Fukoku Life Insurance may increase its purchases of Japanese super-long bonds just as the nation’s debt market trembled this week ahead of Upper House election.
The insurer has raised its local bond purchase target for the current fiscal year to several hundred billion yen from the initially planned ¥30 billion and is focusing on Japanese government debt to capitalize on higher super-long-term interest rates.
This plan comes as the 20-year and the 30-year yields rose to their highest since 1999 earlier this week amid concerns that a defeat for the ruling coalition on July 20 may lead to looser fiscal policy. The benchmark 10-year yield hit its highest in more than a decade.
"We have been steadily purchasing bonds since April, with a particular focus on buying when interest rates rose in May,” said Junya Morizane, general manager of investment planning department in an interview on Thursday.
Media polls suggest that the ruling party is in danger of losing its majority. To entice voters, opposition parties are pushing an expensive plan to cut the sales tax.
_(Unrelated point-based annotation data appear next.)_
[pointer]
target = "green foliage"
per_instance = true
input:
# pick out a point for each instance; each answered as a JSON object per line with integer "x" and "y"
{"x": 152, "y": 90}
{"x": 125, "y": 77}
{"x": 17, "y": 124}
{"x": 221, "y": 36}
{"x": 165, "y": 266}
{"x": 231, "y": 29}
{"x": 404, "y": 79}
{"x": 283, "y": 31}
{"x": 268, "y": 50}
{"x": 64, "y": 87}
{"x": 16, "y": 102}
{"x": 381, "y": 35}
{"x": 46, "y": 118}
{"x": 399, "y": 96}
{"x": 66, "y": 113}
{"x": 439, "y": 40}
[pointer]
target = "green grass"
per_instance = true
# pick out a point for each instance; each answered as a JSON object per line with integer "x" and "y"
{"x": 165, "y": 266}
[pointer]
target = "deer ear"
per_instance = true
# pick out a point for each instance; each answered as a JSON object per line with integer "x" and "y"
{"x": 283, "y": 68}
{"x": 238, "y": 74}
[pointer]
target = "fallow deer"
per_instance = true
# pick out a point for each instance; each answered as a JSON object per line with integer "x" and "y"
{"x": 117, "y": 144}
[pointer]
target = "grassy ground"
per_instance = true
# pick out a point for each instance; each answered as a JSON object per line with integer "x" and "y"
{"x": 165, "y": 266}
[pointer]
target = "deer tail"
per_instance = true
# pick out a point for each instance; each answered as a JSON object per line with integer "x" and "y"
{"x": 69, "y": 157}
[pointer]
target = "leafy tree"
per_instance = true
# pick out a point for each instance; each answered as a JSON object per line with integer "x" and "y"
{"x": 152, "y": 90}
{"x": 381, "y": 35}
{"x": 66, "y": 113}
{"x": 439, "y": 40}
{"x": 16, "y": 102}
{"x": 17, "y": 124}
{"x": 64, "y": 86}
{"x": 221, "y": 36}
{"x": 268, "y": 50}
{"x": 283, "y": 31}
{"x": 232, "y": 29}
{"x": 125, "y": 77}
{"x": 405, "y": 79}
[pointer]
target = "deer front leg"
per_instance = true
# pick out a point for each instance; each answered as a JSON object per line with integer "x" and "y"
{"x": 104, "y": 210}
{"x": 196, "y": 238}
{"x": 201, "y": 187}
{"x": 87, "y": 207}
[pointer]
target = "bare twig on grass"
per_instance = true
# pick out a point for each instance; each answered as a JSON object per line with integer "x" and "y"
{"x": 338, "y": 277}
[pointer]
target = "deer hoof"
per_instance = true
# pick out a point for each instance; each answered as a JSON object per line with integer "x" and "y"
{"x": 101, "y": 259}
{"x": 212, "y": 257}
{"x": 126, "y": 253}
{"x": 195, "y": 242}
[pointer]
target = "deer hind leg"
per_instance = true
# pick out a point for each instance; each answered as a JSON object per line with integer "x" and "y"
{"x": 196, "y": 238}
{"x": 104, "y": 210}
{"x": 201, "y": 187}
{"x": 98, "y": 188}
The company says it is currently taking a wait-and-see approach ahead of the vote yet says it will continue to "significantly reduce its foreign bond position and shift it entirely to yen bonds,” Morizane said.
Life insurance companies have been cautious about investing in super-long-term bonds beyond the statutory requirement to comply with rules that took effect this fiscal year. Fukoku Life is an exception, as its investment policy during the time of Japan’s sub-zero interest policy, which ended last year, left a gap in its books.
"We refrained from purchasing under the ultra-low interest rate environment, so the duration on the asset side is significantly shorter, and we still have room to buy,” Morizane said.
The possibility of higher rates does not pose any immediate risk to Fukoku’s existing bond portfolio, he said.
As of the end of the 2024 fiscal year, the company’s duration was 15.9 years for liabilities and 9.6 years for assets, resulting in a gap of 6.3 years.
Accounting standards stipulate that when the market value of a bond holding falls below 50% of the acquisition price and there is no prospect of recovery, the valuation difference must be recorded as a loss.
"We are still some way off from impairment, and do not view this as an urgent issue,” said Morizane.